This is fascinating. The Violence Research Centre out of the University of Cambridge has taken the data of recorded murders in the Tudor era and plotted them on a map, which provides a macabre and fascinating look at crime in London in the middle ages.
About the map:
First digital map of the murders recorded by the city’s Coroner in early 1300s shows Cheapside and Cornhill were homicide ‘hot spots’, and Sundays held the highest risk of violent death for medieval Londoners.
Stabbed by a lover with a fish-gutting knife. Beaten to death for littering with eel skins. Shot with an arrow during a student street brawl.

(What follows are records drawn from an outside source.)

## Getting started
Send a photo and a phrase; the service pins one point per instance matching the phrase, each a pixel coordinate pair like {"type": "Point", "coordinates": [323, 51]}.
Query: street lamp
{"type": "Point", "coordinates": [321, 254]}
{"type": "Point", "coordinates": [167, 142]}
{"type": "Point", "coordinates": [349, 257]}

Shanked by a sore loser after late-night backgammon.
These were just some of the ways to die violently in the city of London during the 14th century, as catalogued in the ‘Coroners’ Rolls’: the records of the medieval official tasked with documenting sudden and unnatural death – whether accident, suicide or homicide.
Now, University of Cambridge criminologist Professor Manuel Eisner has plotted all cases of murder from the surviving rolls – covering the years 1300 to 1340 – onto a digital map of the old city to show for the first time the ‘hot spots’ of lethal violence in medieval London.
Building on work conducted by the historian Barbara Hannawalt over forty years ago, Eisner has also produced an analysis of the 142 homicides committed within the city’s boundaries to reveal not just locations but the days, times and favoured methods.
The “murder map” of medieval London will be made publicly available on Wednesday on the website of the Violence Research Centre, which will also host a launch event today at the Institute of Criminology.
What an interesting insight into life in the middle ages in London.